El estudio de los expertos legales del Vaticano no era esperanzador. La libertad de movimientos estaba reconocida por el Parlamento global y la Constitución como un derecho fundamental, pero al haber muchas legislaciones territoriales que la coartaban, era muy difícil aplicarla de manera tajante; estaba sujeta a interpretaciones, sobre todo en lo que se refería a nuevos descubrimientos espaciales.

Por otra parte, la proposición de ley incluía criterios «técnicos». Criterios que permitirían a los expertos seleccionadores de futuros colonos vetar a personas que discreparan con el Humanismo Liberador. La idea era que la homogeneidad ideológica de los pioneros evitaría conflictos futuros. Una teoría sociológica basada en supuestos estudios científicos.

Partíamos de una posición de desventaja. Había que pensar también en cómo dirigirse a la opinión pública. El Vaticano tenía una bien ganada reputación de defender a las minorías en contra de las mayorías totalitarias, y eso era una ventaja. Cualquier opinión en ese sentido sería bien recibida por una parte de los medios. Otra parte estaría en contra.

El grupo de trabajo se disolvió y quedó en reunirse al cabo de dos días. Mark debía seguir indagando el parecer de otros diputados, sobre todo de los partidarios del Humanismo Natural.
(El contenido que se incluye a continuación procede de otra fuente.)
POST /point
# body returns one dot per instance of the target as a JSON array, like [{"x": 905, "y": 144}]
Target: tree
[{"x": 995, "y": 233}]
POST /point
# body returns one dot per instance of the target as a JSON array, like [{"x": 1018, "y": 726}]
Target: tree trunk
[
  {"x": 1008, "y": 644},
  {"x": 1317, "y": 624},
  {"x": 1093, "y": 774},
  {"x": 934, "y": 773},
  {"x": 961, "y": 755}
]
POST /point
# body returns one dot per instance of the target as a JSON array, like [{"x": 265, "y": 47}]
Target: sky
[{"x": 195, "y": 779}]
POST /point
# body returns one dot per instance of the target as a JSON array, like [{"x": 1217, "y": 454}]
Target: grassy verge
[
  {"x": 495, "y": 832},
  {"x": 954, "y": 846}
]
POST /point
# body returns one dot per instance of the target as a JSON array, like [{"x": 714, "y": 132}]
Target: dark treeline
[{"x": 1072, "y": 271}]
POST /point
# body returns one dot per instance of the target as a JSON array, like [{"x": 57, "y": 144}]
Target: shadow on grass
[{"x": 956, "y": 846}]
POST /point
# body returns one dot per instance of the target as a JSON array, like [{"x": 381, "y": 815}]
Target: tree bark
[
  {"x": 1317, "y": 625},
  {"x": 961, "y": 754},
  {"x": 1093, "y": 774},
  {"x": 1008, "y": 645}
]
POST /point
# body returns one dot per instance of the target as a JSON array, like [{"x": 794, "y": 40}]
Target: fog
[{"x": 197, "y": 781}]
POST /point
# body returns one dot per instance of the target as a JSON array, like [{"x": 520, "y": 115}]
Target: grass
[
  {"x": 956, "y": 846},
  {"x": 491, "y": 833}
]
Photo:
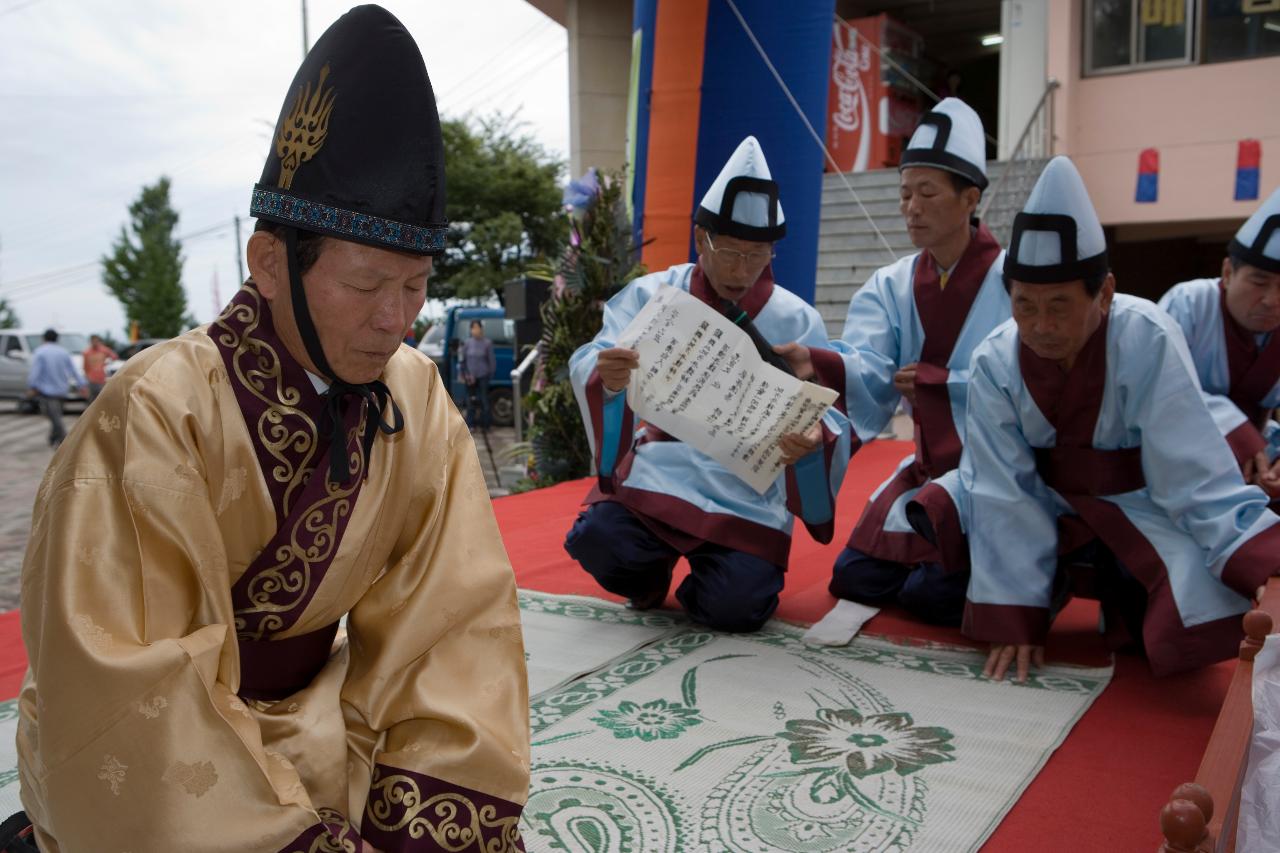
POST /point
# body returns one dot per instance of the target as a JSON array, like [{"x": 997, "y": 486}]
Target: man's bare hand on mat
[
  {"x": 1002, "y": 655},
  {"x": 796, "y": 446}
]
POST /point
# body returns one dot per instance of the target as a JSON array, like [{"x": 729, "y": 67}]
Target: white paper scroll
[{"x": 702, "y": 381}]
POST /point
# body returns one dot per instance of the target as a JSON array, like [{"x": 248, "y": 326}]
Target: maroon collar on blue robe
[
  {"x": 1253, "y": 372},
  {"x": 944, "y": 311},
  {"x": 753, "y": 302}
]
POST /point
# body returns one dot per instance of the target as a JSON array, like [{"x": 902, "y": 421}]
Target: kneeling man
[
  {"x": 1087, "y": 436},
  {"x": 659, "y": 498},
  {"x": 1230, "y": 325}
]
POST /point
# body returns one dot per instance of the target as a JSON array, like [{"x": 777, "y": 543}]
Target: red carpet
[{"x": 1101, "y": 790}]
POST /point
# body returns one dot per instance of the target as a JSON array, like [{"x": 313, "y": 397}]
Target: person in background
[
  {"x": 53, "y": 373},
  {"x": 478, "y": 365},
  {"x": 657, "y": 497},
  {"x": 908, "y": 337},
  {"x": 1091, "y": 455},
  {"x": 1230, "y": 325},
  {"x": 96, "y": 356}
]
Yo tenía que redactar un pequeño memorándum para el papa. Pasquali se movería en el ambiente diplomático para compulsar posibles ayudas.
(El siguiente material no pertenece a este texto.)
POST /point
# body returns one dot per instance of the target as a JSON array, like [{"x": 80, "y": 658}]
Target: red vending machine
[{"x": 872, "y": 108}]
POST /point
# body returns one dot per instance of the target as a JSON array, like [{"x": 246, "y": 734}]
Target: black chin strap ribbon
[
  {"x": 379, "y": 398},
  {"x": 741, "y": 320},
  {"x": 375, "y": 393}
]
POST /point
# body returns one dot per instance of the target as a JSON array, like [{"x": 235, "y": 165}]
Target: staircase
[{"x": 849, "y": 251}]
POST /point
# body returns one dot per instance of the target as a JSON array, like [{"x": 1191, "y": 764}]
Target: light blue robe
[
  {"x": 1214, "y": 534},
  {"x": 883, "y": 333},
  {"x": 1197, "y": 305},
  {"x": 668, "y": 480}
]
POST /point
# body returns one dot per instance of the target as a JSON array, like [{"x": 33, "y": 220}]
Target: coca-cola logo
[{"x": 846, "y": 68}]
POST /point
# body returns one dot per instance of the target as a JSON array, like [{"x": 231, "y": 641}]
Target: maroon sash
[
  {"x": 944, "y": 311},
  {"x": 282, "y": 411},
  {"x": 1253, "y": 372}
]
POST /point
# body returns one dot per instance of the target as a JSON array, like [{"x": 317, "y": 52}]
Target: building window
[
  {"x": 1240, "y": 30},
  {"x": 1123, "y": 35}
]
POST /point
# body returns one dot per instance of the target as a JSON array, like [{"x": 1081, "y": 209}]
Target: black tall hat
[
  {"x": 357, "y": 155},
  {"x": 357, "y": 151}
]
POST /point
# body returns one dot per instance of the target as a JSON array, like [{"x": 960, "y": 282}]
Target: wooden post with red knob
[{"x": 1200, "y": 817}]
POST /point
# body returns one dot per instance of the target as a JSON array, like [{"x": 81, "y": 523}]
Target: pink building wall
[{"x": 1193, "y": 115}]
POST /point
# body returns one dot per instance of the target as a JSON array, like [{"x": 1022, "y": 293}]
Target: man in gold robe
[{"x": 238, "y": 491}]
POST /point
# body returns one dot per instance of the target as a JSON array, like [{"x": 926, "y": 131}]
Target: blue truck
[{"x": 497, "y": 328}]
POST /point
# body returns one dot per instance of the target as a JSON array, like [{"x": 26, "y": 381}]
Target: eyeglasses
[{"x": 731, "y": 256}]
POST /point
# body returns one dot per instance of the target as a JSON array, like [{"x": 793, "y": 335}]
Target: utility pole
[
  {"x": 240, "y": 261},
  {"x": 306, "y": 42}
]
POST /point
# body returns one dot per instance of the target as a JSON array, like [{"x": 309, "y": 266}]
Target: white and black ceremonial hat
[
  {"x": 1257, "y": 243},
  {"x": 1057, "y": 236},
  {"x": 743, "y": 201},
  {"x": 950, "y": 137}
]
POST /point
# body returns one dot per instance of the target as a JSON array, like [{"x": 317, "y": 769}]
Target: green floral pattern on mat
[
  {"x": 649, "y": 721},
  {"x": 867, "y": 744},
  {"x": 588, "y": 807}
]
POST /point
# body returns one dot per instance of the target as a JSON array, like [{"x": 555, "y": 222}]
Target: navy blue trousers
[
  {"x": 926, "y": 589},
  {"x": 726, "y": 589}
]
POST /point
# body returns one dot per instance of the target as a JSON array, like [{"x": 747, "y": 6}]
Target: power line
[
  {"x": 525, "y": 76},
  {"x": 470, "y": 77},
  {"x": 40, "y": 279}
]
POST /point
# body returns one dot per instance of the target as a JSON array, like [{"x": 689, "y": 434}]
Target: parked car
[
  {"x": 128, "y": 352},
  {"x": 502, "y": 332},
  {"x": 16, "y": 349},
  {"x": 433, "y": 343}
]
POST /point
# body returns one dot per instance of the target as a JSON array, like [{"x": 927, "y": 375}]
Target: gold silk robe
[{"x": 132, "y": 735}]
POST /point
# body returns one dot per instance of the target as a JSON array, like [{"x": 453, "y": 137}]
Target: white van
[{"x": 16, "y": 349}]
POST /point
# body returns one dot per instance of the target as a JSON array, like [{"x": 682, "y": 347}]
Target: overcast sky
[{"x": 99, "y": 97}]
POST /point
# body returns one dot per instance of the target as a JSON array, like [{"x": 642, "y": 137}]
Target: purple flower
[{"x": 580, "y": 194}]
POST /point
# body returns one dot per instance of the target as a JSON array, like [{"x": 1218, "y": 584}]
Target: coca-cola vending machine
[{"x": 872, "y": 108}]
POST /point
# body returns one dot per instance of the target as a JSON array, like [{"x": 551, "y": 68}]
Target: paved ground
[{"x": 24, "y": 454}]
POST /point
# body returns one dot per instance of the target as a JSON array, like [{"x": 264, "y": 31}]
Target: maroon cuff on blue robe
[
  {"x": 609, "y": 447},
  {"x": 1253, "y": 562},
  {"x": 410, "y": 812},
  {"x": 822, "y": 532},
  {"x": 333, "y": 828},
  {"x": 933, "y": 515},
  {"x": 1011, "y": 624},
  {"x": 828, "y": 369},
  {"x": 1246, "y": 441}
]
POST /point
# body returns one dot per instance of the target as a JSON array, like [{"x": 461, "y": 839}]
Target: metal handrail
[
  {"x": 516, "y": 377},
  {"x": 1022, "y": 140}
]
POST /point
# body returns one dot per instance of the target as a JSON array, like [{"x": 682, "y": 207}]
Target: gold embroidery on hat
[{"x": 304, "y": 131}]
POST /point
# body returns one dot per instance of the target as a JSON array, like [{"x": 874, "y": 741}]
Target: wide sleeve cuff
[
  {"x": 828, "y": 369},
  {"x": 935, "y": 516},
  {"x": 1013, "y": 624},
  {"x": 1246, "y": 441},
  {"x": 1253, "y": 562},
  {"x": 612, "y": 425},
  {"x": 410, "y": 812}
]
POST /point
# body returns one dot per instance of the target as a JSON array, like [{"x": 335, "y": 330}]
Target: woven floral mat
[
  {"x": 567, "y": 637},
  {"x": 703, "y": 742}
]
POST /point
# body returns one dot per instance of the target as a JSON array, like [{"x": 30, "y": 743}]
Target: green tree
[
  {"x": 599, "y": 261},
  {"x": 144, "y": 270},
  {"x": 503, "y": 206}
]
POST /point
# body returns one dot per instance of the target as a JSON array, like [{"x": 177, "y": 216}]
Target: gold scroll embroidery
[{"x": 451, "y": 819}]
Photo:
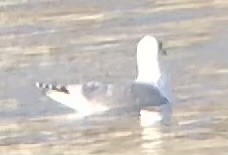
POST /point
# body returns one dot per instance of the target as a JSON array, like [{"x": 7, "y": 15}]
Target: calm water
[{"x": 78, "y": 40}]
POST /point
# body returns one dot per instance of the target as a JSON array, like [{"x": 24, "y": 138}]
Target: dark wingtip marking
[{"x": 60, "y": 88}]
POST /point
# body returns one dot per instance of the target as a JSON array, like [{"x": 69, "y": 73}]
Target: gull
[{"x": 150, "y": 89}]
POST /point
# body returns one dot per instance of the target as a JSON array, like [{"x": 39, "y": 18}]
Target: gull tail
[{"x": 59, "y": 88}]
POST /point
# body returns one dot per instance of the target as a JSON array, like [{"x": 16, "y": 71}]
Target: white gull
[{"x": 150, "y": 89}]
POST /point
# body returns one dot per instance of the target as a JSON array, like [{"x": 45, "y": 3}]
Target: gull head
[{"x": 148, "y": 49}]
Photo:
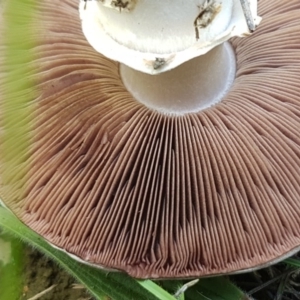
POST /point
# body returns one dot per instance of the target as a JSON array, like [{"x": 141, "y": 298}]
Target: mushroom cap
[
  {"x": 124, "y": 187},
  {"x": 146, "y": 31}
]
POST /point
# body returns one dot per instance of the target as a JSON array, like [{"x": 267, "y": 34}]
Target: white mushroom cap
[{"x": 156, "y": 36}]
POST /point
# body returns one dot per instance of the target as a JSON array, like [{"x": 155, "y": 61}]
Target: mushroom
[{"x": 159, "y": 192}]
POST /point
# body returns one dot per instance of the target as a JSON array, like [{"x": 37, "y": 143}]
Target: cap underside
[{"x": 124, "y": 186}]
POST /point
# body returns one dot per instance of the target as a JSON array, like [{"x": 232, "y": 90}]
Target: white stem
[{"x": 193, "y": 86}]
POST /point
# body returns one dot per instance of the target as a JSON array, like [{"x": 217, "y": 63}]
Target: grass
[{"x": 279, "y": 282}]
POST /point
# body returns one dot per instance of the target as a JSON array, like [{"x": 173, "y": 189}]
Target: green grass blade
[
  {"x": 117, "y": 286},
  {"x": 11, "y": 268}
]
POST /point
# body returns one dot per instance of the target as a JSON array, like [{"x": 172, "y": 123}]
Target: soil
[{"x": 42, "y": 273}]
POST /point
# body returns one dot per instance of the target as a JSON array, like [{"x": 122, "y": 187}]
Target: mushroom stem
[{"x": 191, "y": 87}]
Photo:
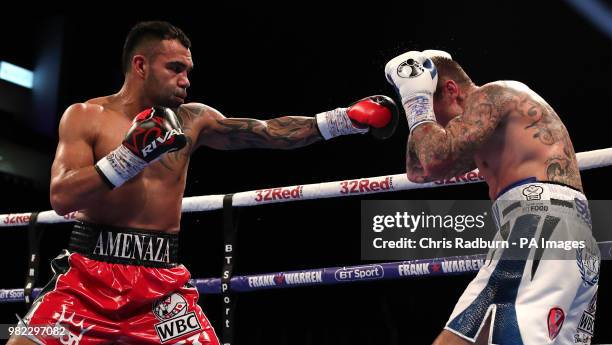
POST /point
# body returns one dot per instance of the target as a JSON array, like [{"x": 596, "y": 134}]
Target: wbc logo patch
[{"x": 556, "y": 316}]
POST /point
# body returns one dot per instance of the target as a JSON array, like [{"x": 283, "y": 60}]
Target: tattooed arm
[
  {"x": 223, "y": 133},
  {"x": 436, "y": 152}
]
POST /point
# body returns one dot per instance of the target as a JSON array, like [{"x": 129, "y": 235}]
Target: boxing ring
[{"x": 229, "y": 284}]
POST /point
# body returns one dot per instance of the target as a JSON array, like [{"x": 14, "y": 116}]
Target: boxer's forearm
[
  {"x": 77, "y": 189},
  {"x": 286, "y": 132}
]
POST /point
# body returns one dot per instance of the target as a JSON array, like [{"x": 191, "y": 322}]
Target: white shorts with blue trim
[{"x": 534, "y": 296}]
Un día después, Mark, visiblemente nervioso, llamó para excusarse con una conversación oral, lo que me extrañó en un mundo en el que la inmensa mayoría de las mismas eran también visuales. Me dijo que tenía que trasladarse con urgencia a la luna para un asunto familiar. Además, su revisión médica de rutina también le aconsejaba volver a la luna. Las medicinas que tomaba en la Tierra estaban produciendo efectos secundarios en algunos de sus órganos vitales (no me dijo cuáles) y tenía que descansar de su tratamiento. También me rogó que de momento obviase toda referencia a su persona en lo referente a la proposición de ley. Pasquali y yo nos quedamos solos, desconectados y desconcertados.

El español Julio Grau era un diputado católico de la comisión. Me cité con él en una de las cafeterías del Parlamento. Nos conocíamos de una audiencia en la que estuvo con su familia en Roma. Le conté mis preocupaciones sin revelar la procedencia de la información. No se mostró sorprendido. Bajando el tono de voz, comentó que las paredes oían y que me visitaría en la Nunciatura al día siguiente. Así lo hizo.
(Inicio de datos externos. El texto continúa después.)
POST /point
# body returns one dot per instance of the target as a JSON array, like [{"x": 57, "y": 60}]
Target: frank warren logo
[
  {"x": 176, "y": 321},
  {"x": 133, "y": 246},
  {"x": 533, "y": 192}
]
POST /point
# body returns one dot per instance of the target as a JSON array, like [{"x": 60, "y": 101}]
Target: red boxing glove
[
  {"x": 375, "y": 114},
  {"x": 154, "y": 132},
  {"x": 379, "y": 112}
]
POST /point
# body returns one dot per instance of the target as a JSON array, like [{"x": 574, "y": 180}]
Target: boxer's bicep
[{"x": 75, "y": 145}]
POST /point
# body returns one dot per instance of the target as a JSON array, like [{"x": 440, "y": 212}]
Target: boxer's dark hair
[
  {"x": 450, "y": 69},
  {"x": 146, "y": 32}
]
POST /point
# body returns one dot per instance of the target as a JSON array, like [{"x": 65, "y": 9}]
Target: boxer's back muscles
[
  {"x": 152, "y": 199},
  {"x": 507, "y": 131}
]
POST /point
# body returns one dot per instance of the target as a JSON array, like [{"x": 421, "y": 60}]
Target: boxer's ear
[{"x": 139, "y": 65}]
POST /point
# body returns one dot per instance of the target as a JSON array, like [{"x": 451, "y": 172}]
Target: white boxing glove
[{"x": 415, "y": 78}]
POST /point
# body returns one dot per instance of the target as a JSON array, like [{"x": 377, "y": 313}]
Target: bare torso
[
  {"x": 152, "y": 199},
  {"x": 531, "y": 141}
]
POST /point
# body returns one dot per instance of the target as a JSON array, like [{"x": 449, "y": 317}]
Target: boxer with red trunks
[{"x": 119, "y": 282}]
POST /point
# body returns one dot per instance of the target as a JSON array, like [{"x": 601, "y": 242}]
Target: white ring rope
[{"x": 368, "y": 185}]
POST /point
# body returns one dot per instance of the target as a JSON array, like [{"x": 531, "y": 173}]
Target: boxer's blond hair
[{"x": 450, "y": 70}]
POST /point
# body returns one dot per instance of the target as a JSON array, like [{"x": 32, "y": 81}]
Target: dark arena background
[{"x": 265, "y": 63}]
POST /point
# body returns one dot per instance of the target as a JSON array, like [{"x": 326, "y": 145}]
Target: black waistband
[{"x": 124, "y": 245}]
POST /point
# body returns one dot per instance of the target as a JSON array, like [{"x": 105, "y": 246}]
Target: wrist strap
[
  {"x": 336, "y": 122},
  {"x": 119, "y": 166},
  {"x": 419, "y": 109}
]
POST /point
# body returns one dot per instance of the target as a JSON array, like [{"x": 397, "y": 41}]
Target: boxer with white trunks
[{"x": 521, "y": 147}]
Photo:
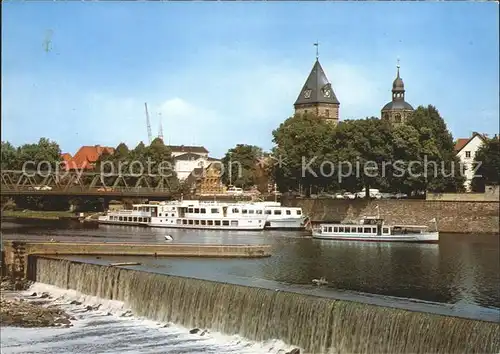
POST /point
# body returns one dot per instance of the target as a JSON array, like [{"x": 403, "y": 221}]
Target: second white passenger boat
[
  {"x": 375, "y": 230},
  {"x": 194, "y": 214}
]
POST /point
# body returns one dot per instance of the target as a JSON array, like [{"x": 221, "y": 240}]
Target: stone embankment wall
[
  {"x": 16, "y": 254},
  {"x": 453, "y": 217}
]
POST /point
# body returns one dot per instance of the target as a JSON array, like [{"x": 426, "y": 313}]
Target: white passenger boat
[
  {"x": 140, "y": 214},
  {"x": 194, "y": 214},
  {"x": 374, "y": 229},
  {"x": 281, "y": 217}
]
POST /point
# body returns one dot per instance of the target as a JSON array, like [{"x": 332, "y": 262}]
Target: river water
[{"x": 462, "y": 272}]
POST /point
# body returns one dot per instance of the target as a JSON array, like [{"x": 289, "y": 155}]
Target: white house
[
  {"x": 466, "y": 149},
  {"x": 187, "y": 158}
]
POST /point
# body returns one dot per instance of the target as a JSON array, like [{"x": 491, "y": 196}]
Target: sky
[{"x": 219, "y": 74}]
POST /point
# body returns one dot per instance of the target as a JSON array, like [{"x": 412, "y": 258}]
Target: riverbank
[
  {"x": 451, "y": 216},
  {"x": 41, "y": 215},
  {"x": 18, "y": 312}
]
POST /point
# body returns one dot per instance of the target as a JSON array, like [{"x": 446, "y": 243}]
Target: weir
[{"x": 315, "y": 324}]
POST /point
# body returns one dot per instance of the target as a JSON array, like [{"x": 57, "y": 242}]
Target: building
[
  {"x": 206, "y": 180},
  {"x": 466, "y": 149},
  {"x": 188, "y": 158},
  {"x": 398, "y": 110},
  {"x": 85, "y": 158},
  {"x": 317, "y": 96}
]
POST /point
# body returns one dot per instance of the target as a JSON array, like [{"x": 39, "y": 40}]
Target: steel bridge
[{"x": 75, "y": 183}]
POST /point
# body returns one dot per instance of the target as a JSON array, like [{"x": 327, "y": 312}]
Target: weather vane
[{"x": 317, "y": 49}]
Julio Grau empezó su conversación a bocajarro:

–No quiero desalentarle, cronista. No obstante, he de decirle que la proposición de ley es solo una pieza de todo un plan urdido por el poder para excluir a los cristianos, y en particular a los católicos, de la expansión colonial espacial. Yo no puedo ayudarle, ni estoy seguro de que quiera. No estoy muy de acuerdo con algunas de las doctrinas que defiende el Vaticano y creo que debería evolucionar. No me gusta que me identifiquen con ellas porque eso me impediría acceder a puestos de poder en el Parlamento o el Gobierno que pueden ser muy beneficiosos para mis electores. Así que ruego que me olvide en este asunto.

Nos acabamos el café (un expreso corto al estilo italiano más tradicional) y se marchó. Me quedé aún más desalentado. Empecé a comprender a monseñor Pasquali. Ni siquiera se podía contar con los que considerábamos del mismo bando. ¿Debería volver a Roma, redactar un informe y dejar en manos de los expertos diplomáticos el asunto? Al fin y al cabo, yo había hecho mi trabajo; había palpado el ambiente y descubierto las dificultades para el discurso papal ante el Parlamento y las medidas en contra de la expansión de la Iglesia. Mi trabajo de cronista era exponer los hechos, no provocarlos. Me fui al oratorio de la Nunciatura y empecé a rezar haciendo caso a Calixto X.